La Conférence des Nations Unies sur l’océan se tient quelques semaines après la première demande mondiale d’exploitation minière en eaux profondes sur les fonds marins internationaux, récemment soumise par l’entreprise The Metals Company au gouvernement américain, en opposition à l’organisme de réglementation des Nations Unies, dans un contexte de vive controverse politique.
Cette action unilatérale porte atteinte à l’ONU, constitue potentiellement une violation du droit international et devrait être condamnée par tous les États présents à la Conférence des Nations Unies sur les océans.
À ce jour, 21 pays ont ratifié le Traité mondial sur les océans et 33 pays soutiennent un moratoire sur l’exploitation minière en eaux profondes.
Notes aux rédactions :
Une délégation de Greenpeace sera présente à la conférence des Nations Unies sur l’océan à Nice avec des porte-parole en anglais, français, allemand, portugais et thaï.
[1] L’avant-projet de Déclaration politique « soulignait l’importance d’une approche de précaution » en matière d’exploitation minière des fonds marins.
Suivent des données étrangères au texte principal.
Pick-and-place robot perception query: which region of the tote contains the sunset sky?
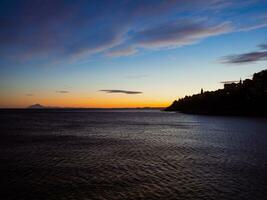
[0,0,267,108]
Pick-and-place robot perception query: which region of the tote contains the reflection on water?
[0,110,267,200]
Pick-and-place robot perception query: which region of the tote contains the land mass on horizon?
[165,70,267,116]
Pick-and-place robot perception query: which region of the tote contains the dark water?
[0,110,267,200]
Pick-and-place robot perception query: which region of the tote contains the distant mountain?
[165,70,267,116]
[28,103,46,109]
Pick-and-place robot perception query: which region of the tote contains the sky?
[0,0,267,108]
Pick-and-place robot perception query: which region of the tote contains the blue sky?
[0,0,267,107]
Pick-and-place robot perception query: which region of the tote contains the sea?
[0,109,267,200]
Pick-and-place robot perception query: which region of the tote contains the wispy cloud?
[126,74,148,79]
[220,81,239,84]
[0,0,267,65]
[99,90,143,94]
[56,90,70,94]
[221,44,267,64]
[132,20,232,48]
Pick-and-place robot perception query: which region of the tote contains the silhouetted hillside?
[165,70,267,116]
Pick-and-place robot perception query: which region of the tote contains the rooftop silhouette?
[165,70,267,116]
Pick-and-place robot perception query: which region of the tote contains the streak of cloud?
[99,90,143,94]
[222,44,267,64]
[56,90,70,94]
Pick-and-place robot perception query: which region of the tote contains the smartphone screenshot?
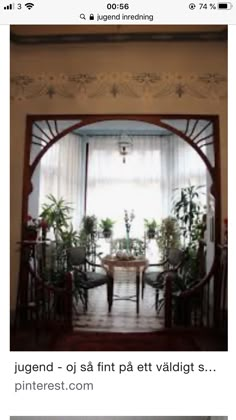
[0,0,236,420]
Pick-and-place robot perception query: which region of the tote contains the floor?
[74,271,164,332]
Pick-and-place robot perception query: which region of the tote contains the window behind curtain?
[86,135,206,237]
[39,134,84,229]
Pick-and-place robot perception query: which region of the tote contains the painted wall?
[11,37,227,309]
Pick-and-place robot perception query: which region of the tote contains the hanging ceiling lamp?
[118,133,133,163]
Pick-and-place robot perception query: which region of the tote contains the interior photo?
[10,25,228,352]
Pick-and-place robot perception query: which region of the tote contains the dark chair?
[142,248,186,310]
[68,246,112,312]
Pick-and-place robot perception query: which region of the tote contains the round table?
[102,256,148,314]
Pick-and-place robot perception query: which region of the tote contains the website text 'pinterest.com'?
[0,0,236,420]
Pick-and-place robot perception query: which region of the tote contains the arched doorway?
[19,115,221,330]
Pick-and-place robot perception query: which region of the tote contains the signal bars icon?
[3,3,15,10]
[25,3,34,10]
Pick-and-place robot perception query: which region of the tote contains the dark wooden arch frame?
[22,114,221,325]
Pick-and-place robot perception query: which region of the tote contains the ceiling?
[11,25,226,36]
[11,25,227,45]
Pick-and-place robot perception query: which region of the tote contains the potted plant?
[40,194,73,241]
[82,214,97,236]
[99,217,115,238]
[144,219,158,239]
[157,216,180,259]
[23,215,40,241]
[173,185,204,249]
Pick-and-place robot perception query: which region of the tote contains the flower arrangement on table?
[116,210,135,259]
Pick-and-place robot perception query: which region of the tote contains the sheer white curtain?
[86,136,206,237]
[161,135,207,212]
[87,136,163,237]
[39,134,84,229]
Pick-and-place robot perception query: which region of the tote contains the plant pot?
[174,297,191,327]
[103,230,111,239]
[147,230,156,239]
[24,229,38,241]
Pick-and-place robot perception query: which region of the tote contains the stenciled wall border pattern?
[11,72,227,101]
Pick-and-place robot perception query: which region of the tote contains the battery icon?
[217,2,233,10]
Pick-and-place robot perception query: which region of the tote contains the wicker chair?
[68,246,112,312]
[142,248,186,310]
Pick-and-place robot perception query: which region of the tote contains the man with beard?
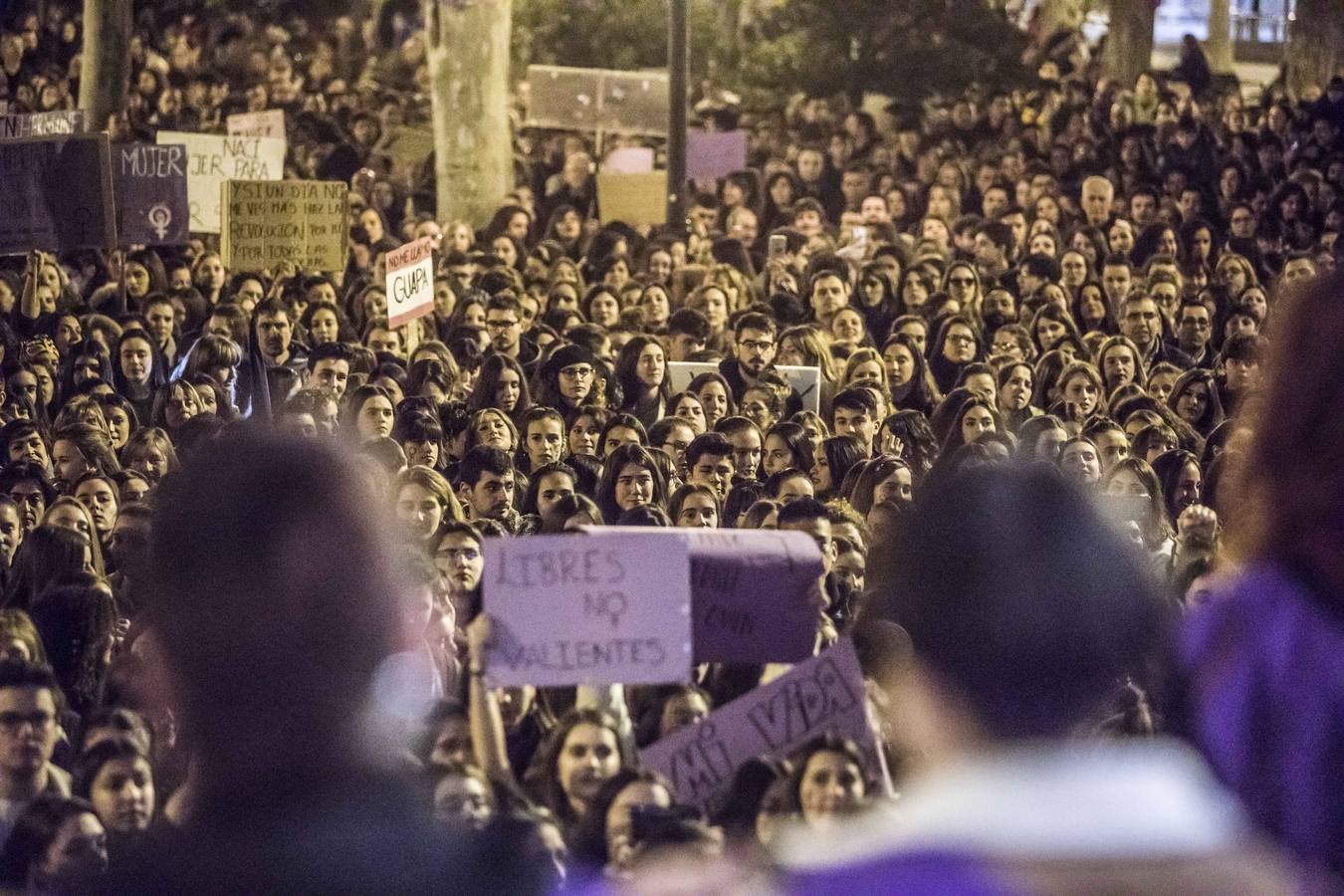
[256,299,308,405]
[719,312,776,403]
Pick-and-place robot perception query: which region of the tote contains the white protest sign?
[602,146,653,174]
[383,236,434,327]
[0,109,85,139]
[229,109,285,139]
[483,531,691,687]
[157,130,285,234]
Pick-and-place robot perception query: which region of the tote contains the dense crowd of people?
[0,3,1344,893]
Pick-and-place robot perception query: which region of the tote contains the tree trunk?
[1102,0,1157,90]
[1205,0,1232,76]
[710,0,742,73]
[80,0,131,131]
[1287,0,1344,99]
[423,0,514,227]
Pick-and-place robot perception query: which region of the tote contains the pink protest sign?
[483,530,691,687]
[686,130,748,177]
[584,526,824,662]
[640,638,882,808]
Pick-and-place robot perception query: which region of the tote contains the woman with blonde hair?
[840,347,891,401]
[394,465,465,550]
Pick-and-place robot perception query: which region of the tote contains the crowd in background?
[0,3,1344,893]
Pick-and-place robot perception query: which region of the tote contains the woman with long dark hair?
[1180,272,1344,878]
[595,445,668,522]
[810,435,868,500]
[615,336,672,430]
[929,315,986,393]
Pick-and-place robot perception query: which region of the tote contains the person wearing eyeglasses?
[535,345,599,419]
[485,293,538,373]
[0,661,70,842]
[1176,299,1215,368]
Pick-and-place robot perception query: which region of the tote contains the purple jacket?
[1180,564,1344,877]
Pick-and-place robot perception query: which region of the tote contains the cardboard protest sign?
[640,638,882,810]
[0,109,85,139]
[583,526,824,662]
[602,146,653,174]
[112,143,191,246]
[0,134,116,255]
[222,180,349,272]
[484,532,691,687]
[156,130,285,234]
[686,130,748,177]
[227,109,285,139]
[383,236,434,327]
[596,170,668,224]
[527,66,669,137]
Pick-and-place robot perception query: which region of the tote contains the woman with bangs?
[1028,305,1082,354]
[942,262,984,317]
[882,334,941,415]
[466,353,533,428]
[849,262,901,338]
[596,445,668,520]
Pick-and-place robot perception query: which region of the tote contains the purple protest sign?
[584,526,824,662]
[686,130,748,178]
[687,530,824,662]
[640,638,882,808]
[483,531,691,687]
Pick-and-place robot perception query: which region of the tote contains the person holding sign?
[780,468,1287,893]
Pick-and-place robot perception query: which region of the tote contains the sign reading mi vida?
[157,130,285,234]
[0,134,116,255]
[484,534,691,687]
[640,638,882,808]
[222,180,349,272]
[383,236,434,327]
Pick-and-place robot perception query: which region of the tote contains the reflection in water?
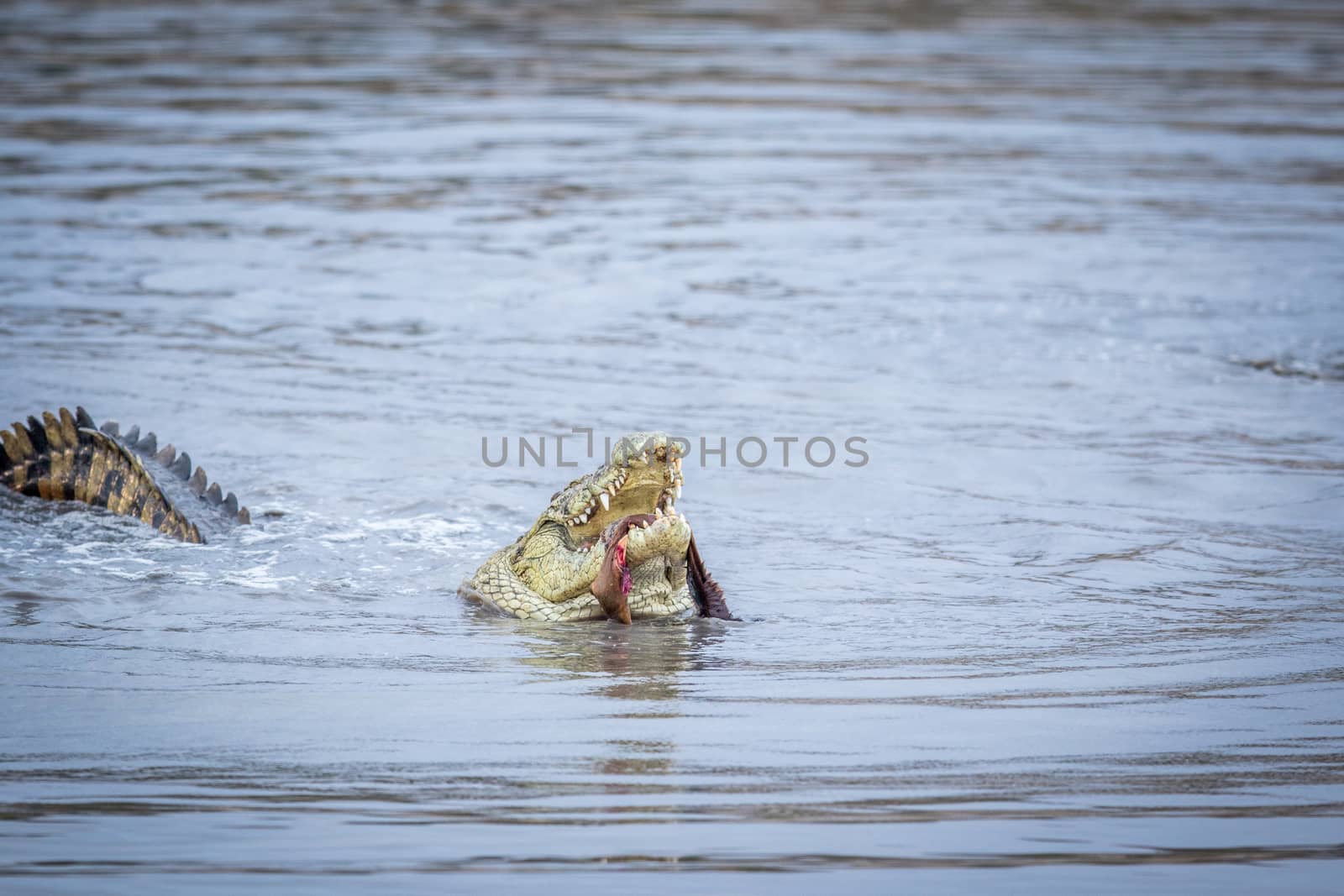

Cette référence a été supprimée du projet final.
[2] Le traité n’entrera en vigueur que 120 jours après sa ratification par 60 pays.
Le Secrétaire général de l’ONU est tenu de convoquer la première réunion de la Conférence des Parties à l’Accord au plus tard un an après son entrée en vigueur.
La France, co-organisatrice de l’UNOC, avait pour objectif l’entrée en vigueur du Traité mondial sur la haute mer avant la conférence. Il semble que cet objectif risque désormais d’être manqué.
[3] Le paragraphe 21 de l’avant-projet de la Déclaration politique stipulait : « Nous reconnaissons le rôle important que l’Accord jouera dans la réalisation de l’objectif 30×30 . » Cette référence a été supprimée du projet final.
[4] La version finale de la Déclaration politique supprime les mentions de l’urgence de lutter contre la pollution plastique ou ses impacts sur la santé humaine, qui étaient présentes dans les versions précédentes.
[5] Le paragraphe 2 de la deuxième version du projet de déclaration politique stipulait que « Nous devons agir de toute urgence pour relever ce défi par une action audacieuse, ambitieuse, fondée sur les droits humains, juste et transformatrice. » La référence aux actions fondées sur les droits de l’homme a été supprimée.